Usages malveillants de l’IA
L’Ivoirien Franck Kié, fondateur du Cyber Africa Forum, a participé à un side event du Paris Peace Forum consacré au « nexus IA-Cyber ». Cette table ronde, bâtie sur les travaux du Hub de prospective stratégique de l’Appel de Paris pour la confiance et la sécurité dans le cyberespace, s’est penchée sur la manière de prévenir les usages malveillants de l’IA, qu’il s’agisse de cyberattaques, de manipulation de l’information ou encore d’atteintes à la sécurité d’infrastructures critiques.
Pour Franck Kié, « la cybersécurité et l’IA sont désormais intimement liées. Sans cadre de gouvernance international solide, nous courons le risque de voir proliférer des menaces d’une ampleur inédite, alors même que l’IA pourrait être un atout majeur pour renforcer nos défenses. »

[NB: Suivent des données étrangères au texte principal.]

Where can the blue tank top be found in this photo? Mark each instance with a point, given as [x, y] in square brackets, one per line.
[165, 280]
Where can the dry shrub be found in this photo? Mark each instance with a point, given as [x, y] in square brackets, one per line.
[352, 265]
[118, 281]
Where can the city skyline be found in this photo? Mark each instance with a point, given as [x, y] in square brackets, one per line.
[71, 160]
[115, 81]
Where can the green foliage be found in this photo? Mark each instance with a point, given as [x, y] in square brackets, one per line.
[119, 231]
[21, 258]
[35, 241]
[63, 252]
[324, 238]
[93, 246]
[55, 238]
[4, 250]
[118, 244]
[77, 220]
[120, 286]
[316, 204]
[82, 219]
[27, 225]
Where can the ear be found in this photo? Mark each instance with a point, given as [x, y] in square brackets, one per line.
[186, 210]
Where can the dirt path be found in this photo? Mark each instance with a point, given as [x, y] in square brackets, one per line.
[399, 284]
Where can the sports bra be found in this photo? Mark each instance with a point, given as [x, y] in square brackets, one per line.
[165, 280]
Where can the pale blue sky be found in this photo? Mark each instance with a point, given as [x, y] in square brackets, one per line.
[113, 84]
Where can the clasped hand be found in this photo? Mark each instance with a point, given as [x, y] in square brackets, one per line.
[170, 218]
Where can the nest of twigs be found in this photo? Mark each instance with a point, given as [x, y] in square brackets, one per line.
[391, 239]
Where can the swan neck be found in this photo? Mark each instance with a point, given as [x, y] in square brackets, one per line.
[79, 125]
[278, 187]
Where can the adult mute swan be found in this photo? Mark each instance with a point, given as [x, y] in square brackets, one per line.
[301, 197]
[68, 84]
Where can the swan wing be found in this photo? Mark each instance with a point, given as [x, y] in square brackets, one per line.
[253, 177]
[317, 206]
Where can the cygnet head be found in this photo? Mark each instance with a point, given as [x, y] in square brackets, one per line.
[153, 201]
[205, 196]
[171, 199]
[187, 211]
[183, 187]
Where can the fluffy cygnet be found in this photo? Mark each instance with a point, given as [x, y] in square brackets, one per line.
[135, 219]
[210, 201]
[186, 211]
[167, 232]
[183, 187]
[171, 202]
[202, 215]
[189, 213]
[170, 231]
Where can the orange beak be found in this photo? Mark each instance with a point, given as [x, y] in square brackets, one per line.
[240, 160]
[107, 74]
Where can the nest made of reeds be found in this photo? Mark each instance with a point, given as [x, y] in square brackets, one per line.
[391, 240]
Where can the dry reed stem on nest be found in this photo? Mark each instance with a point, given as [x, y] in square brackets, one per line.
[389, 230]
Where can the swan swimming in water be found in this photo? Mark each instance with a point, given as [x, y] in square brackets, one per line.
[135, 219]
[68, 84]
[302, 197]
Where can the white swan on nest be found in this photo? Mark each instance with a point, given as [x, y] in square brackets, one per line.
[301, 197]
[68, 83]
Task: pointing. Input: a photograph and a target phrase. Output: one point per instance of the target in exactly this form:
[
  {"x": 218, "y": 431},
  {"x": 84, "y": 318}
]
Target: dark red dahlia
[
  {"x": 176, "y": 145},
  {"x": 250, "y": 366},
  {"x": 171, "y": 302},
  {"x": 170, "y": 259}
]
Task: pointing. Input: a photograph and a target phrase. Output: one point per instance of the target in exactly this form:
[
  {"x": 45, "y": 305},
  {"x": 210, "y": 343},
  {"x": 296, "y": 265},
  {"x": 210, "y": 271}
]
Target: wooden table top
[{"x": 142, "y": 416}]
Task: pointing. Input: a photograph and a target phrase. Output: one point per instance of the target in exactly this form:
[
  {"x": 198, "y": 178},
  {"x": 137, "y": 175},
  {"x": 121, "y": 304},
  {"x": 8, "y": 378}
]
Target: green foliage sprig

Il a insisté sur la nécessaire collaboration entre États, organisations internationales et secteur privé pour établir des standards communs et promouvoir des mécanismes de lutte contre la désinformation et les cyberattaques.
L’un des moments clés de ces échanges fut le dîner de haut niveau consacré à la lutte contre la désinformation sur les médias sociaux, co-organisé par Concerto, Jeune Afrique, la French-African Foundation et le Forum de Paris sur la Paix.
Au cœur des discussions, un constat préoccupant : la désinformation est désormais le premier risque mondial à court terme (Forum économique mondial, 2025). En Afrique, son impact est particulièrement aigu, alimentant les crises politiques, économiques et sociales.
En 2023, 189 campagnes de désinformation ont ciblé 22 pays du continent, dont 60 % orchestrées par des acteurs étrangers. De plus, les fake news circulent six fois plus vite que les contenus vérifiés, avec une intensification de 80 % en période électorale.
Les participants ont mentionné le développement d’outils de détection et de fact-checking de plus en plus sophistiqués. Cependant, le manque de financement des initiatives africaines de vérification et l’insuffisance de la culture numérique chez le grand public demeurent des obstacles majeurs.